Mr Holden told the associations Renaissance of farming conference at Cirencester, Glos, that farmers and the public had a choice.
Primary industry?
They could continue, like the government, to regard farming as commodity producers supplying world markets, with a bit of greening at the edges, or they could reposition it as one of the great primary industries with more in common with the education and health sectors than with the iron and steel industries.

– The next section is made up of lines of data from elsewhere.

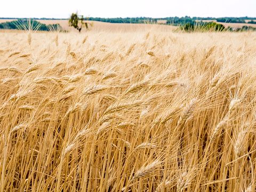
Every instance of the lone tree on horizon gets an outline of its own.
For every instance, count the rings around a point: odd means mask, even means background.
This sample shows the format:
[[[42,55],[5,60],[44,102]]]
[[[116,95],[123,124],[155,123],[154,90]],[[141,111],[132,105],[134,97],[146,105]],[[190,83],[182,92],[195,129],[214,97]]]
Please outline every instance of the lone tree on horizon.
[[[85,26],[86,29],[88,29],[88,23],[86,22],[84,22],[84,19],[83,16],[81,15],[81,17],[79,17],[77,13],[72,13],[71,17],[68,20],[68,23],[70,26],[73,26],[80,32],[83,26]],[[81,22],[79,22],[79,21],[81,21]]]

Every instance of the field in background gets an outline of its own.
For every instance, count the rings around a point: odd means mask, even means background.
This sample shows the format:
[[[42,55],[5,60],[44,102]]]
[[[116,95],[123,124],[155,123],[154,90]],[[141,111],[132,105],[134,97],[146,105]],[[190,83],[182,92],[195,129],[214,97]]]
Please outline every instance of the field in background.
[[[0,32],[1,191],[254,191],[256,33],[97,25]]]
[[[0,19],[0,23],[6,21],[12,21],[15,20],[14,19]],[[64,30],[69,31],[75,31],[73,27],[71,27],[68,25],[68,21],[67,20],[37,20],[36,21],[45,25],[49,24],[60,24]],[[199,20],[197,20],[199,21]],[[224,23],[221,22],[216,22],[216,20],[202,20],[202,22],[215,22],[217,23],[223,25],[226,28],[230,27],[234,28],[241,28],[243,26],[251,26],[256,28],[256,24],[243,23]],[[113,23],[105,22],[100,22],[96,21],[87,21],[90,23],[93,23],[92,27],[89,27],[91,30],[96,31],[100,31],[102,30],[109,31],[112,32],[128,32],[134,31],[145,31],[145,30],[150,30],[152,27],[155,26],[156,24],[134,24],[134,23]],[[177,26],[171,26],[164,25],[166,20],[157,20],[158,25],[157,27],[159,28],[161,31],[168,31],[170,30],[174,30],[178,28]],[[162,24],[162,25],[161,25]],[[82,31],[86,31],[85,28],[82,29]]]

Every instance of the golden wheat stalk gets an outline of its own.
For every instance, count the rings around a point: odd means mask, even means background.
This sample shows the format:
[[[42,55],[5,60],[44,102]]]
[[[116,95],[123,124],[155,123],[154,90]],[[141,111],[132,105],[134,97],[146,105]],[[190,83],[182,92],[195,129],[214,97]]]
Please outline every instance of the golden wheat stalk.
[[[148,164],[146,166],[141,167],[135,174],[131,181],[134,179],[140,178],[151,173],[159,167],[161,164],[161,162],[156,160],[154,162]]]
[[[196,106],[196,104],[197,102],[197,100],[194,98],[189,103],[189,105],[187,105],[187,106],[184,109],[184,110],[180,117],[180,118],[178,122],[178,125],[181,124],[183,122],[185,122],[193,113],[193,111]]]
[[[108,87],[105,85],[93,85],[93,86],[88,87],[83,92],[83,95],[92,94],[100,91],[108,89]]]

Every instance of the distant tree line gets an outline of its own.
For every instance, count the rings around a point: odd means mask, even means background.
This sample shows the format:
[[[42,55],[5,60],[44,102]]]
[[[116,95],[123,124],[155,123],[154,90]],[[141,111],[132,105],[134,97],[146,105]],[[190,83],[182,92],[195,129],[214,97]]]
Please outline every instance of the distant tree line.
[[[157,19],[146,17],[137,18],[90,18],[89,20],[106,22],[117,23],[155,23]]]
[[[63,29],[60,24],[46,25],[36,20],[33,20],[30,22],[29,22],[29,20],[26,19],[18,19],[17,21],[5,22],[0,23],[0,29],[25,29],[25,28],[29,27],[30,29],[36,29],[36,30],[39,31],[51,31],[53,29],[63,31]]]

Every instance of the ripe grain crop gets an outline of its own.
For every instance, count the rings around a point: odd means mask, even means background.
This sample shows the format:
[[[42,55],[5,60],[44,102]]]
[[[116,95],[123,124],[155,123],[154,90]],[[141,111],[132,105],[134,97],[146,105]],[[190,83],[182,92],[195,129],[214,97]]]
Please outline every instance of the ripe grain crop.
[[[0,31],[0,190],[255,191],[256,33],[102,30]]]

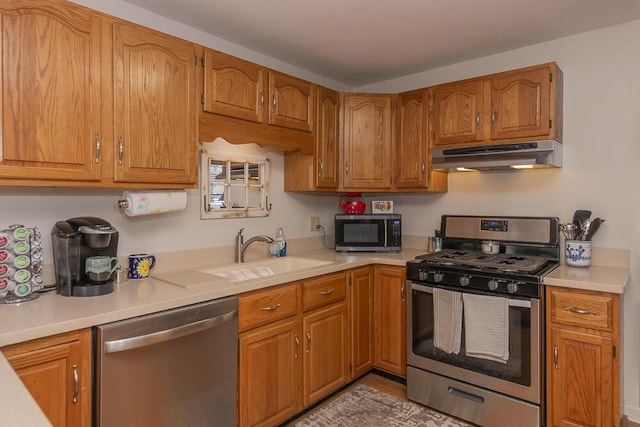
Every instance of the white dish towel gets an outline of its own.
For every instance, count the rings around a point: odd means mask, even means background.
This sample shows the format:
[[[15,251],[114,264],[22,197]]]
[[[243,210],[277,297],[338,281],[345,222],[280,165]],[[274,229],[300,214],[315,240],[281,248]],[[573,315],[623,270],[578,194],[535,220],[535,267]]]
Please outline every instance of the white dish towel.
[[[464,339],[467,356],[507,363],[509,300],[465,293]]]
[[[461,293],[433,288],[433,316],[433,345],[446,353],[460,353]]]

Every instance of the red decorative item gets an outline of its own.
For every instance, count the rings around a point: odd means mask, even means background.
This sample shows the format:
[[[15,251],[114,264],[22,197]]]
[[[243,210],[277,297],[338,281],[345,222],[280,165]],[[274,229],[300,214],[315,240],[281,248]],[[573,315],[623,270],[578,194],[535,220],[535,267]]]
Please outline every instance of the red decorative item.
[[[361,215],[367,209],[367,204],[362,199],[362,193],[343,194],[340,196],[338,204],[347,215]]]

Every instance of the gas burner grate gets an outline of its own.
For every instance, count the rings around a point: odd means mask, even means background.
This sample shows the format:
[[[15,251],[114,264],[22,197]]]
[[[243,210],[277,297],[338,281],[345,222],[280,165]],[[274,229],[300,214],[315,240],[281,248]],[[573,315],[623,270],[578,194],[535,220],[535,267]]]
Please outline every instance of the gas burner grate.
[[[488,255],[482,252],[461,251],[458,249],[444,249],[440,252],[420,255],[417,258],[437,265],[523,273],[537,271],[549,260],[546,256]]]

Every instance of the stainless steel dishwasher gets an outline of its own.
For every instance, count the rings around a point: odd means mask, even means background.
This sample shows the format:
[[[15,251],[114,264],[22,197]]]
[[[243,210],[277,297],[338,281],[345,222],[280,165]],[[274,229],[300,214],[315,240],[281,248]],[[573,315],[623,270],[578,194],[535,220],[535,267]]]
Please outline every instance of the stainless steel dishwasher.
[[[96,346],[96,425],[235,425],[237,297],[98,326]]]

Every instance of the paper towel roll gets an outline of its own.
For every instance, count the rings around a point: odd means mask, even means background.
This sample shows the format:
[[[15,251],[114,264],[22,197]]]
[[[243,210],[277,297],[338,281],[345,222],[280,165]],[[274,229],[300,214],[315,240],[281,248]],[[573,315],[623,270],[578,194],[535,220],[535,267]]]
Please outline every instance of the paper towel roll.
[[[118,201],[127,216],[153,215],[184,210],[187,207],[187,192],[178,191],[125,191]]]

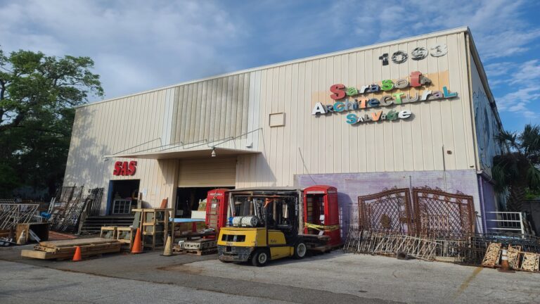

The organic movement was founded on the belief that human health depended on food produced on healthy soil and so it chose the latter option, said Mr Holden. And he believed it was also increasingly the wish of the consuming public although it did not entirely understand it yet.
Over the past 20 years the association had developed markets for organic food, helped set standards, and set up producer organisations. It had proven ability to put ideas into practice and to communicate effectively with the public.
The results of campaign against genetically modified organisms had shown the public that it had the power to change things.